Ebenfalls mit von der Partie ist der russische Auftragskiller Alexej, der sich als Bergsteiger ausgibt und bloß einen Auftrag hat: Clementine zu töten. Dumm nur, dass sie bereits tot ist.“ (Klappentext)
Wer meinen Beitrag zur Blogtour gelesen hat, der weiß, dass ich mich auf sachlicher Ebene sehr intensiv mit diesem Berg beschäftigt habe, trotzdem blieben in diesem Buch die Geschehnisse eher an der Oberfläche. Die Mythologie des Berges fand kaum Beachtung.
8000er sind oft unterschätzt und tödlich
Gut, dass man auf dem Berg sterben kann, ist nun wirklich nichts Neues und doch sind die Hintergründe, wie man auf einem Berg verunglückten kann, weitaus tief greifender als Atemnot. Die ersten Anzeichen einer Höhenkrankheit sind dabei keinesfalls derart problematisch, dass man direkt einen Arzt aufsucht, obwohl man dies vielleicht sollte.
Vielmehr beginnt es mit Kopfschmerzen, Gereiztheit, Schlappheit und dem Gefühl einfach nicht mehr zu können, möglicherweise gibt es auch ein Problem mit dem Druckausgleich.Erst in einem späteren Verlauf kommt es zu Hirn- und Lungenödemen.
Gut, der Verlauf kann recht zügig gehen, aber auch hier hättw meiner Meinung nach bei einem Krimi oder Thriller, der am Mount Everest spielt, stärker darauf eingehen können. Man hätte die Geschichte somit noch ein bisschen stärker emotional anreichern können.

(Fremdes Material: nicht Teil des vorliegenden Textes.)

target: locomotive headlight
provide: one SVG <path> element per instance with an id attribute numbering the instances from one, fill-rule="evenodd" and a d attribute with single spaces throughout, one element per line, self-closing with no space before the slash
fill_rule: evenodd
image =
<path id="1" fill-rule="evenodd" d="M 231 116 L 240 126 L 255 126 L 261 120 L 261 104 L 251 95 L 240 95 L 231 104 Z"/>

Hier fehlte mir jedoch etwas Tiefe, Adrenalin und das Gefühl, dass ein Bergsteiger bei diesem Thriller vielleicht erwarten konnte. Ich bin mir nicht ganz sicher, ob und wie sich das nun alles auch bei mir positiv ausgewirkt hätte, de facto blieb die Geschichte für mich jedoch sehr abstrakt und dabei bin ich nie auf einem Berg gewesen.
Es gibt Bergmenschen, Stadtmenschen und Wassermenschen
Tatsächlich wurde mir bei diesem eBook überaus bewusst, dass es unterschiedliche Arten von Menschen gibt und somit sicherlich auch eine Zielgruppe für dieses Buch. Der Bergmensch, der schon einmal im Gebirge unterwegs war oder davon träumt auf einen Berg zu klettern, könnte mit diesem Buch gegebenenfalls mehr Freude entwickeln, als ich dieses konnte. Vorausgesetzt er geht nicht von realen Ereignissen aus oder sollte ich vielleicht besser sagen: Erfahrungen wurden hier nicht verarbeitet.

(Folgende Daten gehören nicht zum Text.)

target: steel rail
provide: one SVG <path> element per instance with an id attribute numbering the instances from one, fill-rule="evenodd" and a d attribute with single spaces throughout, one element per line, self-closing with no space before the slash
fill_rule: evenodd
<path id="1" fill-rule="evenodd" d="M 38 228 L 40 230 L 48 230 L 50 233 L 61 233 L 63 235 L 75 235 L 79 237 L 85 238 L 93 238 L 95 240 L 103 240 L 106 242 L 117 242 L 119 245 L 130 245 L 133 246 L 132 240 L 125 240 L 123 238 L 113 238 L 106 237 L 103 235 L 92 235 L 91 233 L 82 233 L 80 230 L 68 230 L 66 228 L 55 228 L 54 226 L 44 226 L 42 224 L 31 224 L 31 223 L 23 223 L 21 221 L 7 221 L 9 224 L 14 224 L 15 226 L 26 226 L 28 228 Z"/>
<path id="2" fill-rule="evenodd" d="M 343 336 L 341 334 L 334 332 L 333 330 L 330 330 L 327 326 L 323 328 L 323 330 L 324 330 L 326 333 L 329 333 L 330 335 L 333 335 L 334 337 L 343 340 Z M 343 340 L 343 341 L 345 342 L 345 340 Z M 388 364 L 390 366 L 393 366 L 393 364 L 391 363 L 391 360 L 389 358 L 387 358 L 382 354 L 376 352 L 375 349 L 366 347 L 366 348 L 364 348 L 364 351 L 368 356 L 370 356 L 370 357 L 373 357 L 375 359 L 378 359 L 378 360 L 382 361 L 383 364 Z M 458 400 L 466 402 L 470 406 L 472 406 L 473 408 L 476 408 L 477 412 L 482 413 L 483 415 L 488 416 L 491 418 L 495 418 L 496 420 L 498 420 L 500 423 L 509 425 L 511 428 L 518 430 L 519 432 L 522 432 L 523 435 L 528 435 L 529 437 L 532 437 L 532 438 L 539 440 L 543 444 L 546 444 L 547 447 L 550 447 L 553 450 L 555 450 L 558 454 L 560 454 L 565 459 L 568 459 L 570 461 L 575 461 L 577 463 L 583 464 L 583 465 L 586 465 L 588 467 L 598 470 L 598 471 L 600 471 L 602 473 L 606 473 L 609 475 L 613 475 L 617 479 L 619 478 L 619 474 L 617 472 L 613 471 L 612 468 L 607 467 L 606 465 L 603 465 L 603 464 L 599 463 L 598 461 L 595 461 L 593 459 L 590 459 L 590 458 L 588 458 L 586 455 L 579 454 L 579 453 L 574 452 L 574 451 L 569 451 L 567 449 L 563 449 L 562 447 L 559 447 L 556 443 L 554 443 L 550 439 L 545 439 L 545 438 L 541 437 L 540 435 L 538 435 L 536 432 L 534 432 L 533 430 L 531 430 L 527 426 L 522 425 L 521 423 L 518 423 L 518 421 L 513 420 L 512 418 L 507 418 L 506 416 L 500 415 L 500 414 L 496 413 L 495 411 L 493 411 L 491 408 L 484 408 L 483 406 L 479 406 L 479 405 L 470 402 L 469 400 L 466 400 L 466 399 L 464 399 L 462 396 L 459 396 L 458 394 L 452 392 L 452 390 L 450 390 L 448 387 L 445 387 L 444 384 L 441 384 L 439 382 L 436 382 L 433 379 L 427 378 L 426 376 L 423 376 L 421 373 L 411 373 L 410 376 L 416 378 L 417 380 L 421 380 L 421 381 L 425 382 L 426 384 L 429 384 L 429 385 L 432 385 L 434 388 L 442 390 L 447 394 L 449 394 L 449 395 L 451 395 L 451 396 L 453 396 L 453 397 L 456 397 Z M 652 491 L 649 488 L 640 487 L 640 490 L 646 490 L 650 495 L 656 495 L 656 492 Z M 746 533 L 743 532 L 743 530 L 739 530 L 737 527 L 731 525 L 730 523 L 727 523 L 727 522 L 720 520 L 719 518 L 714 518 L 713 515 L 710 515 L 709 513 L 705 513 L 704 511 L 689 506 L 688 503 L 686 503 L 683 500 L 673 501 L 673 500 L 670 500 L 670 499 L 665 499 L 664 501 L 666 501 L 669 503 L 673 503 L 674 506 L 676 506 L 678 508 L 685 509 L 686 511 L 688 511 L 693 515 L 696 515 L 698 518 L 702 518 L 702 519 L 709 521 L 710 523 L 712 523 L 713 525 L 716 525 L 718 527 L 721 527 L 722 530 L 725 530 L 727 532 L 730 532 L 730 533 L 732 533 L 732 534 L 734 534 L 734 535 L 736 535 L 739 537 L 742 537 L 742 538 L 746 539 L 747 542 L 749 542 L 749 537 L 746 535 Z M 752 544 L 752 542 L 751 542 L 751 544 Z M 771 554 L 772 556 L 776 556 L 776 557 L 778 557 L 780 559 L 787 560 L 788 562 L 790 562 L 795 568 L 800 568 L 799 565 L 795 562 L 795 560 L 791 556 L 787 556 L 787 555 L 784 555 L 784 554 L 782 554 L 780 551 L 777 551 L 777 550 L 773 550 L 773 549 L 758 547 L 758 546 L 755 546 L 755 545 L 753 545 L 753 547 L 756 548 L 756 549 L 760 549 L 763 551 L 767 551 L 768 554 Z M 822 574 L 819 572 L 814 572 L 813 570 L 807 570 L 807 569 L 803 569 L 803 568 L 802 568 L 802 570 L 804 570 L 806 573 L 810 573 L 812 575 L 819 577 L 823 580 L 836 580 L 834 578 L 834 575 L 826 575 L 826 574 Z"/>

Ich habe Respekt vor der Autorin, die selbst nie auf einem Berg war, wie das Vorwort verrät und dennoch ein Buch über den Berg geschrieben hat. Womöglich war auch dieses Vorwort genau mein Problem, denn ich selbst scheine eine andere Vorstellung davon zu haben, wie sich das Leben auf dem Berg so darstellt.

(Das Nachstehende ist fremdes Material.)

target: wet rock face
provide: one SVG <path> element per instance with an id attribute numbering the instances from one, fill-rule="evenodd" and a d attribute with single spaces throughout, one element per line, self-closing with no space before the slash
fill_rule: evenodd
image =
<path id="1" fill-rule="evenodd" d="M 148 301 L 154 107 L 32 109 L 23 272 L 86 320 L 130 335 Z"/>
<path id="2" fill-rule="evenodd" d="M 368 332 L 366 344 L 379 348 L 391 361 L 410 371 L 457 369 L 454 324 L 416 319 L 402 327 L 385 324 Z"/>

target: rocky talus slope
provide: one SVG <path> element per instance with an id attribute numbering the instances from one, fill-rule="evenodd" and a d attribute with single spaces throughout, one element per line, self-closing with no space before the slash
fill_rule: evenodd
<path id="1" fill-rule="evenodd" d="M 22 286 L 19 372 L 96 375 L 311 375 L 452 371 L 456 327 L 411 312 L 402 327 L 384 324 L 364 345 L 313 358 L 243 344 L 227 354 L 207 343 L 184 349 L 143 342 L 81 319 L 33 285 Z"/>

Wirft man einen Blick auf die Emotionen, so wird schnell klar: Es gibt einen Unterschied zwischen Theorie und Praxis. Genau diesen habe ich glaube ich gespürt. Mir ist schon klar, dass man als Autor nicht alles, worüber man schreibt, selbst erlebt haben muss, dennoch muss man etwas Vergleichbares gemacht haben, oder sich zumindest gedanklich vollständig mit der Szene vertraut gemacht haben. Ich gehe davon aus, dass Meredith Winter genau das auch bei diesem Buch versucht hat, für meinen Geschmack jedoch fehlte hier und da ein bisschen Emotionalität.
Fazit
Für mich war und ist dieses Buch im Vergleich zu „Blutpsalm“ schwächer und es tut mir Leid, sagen zu müssen, dass ich dieses Buch nicht allen Lesern ruhigen Gewissens empfehlen kann. Sicher bin ich mir allerdings darüber, dass es etlichen Leserinnen und Lesern große Freude bereitet, aber es bleibt halt eher an der Oberfläche, kratzt an dem Kern dessen, was eigentlich hätte erzählt werden können.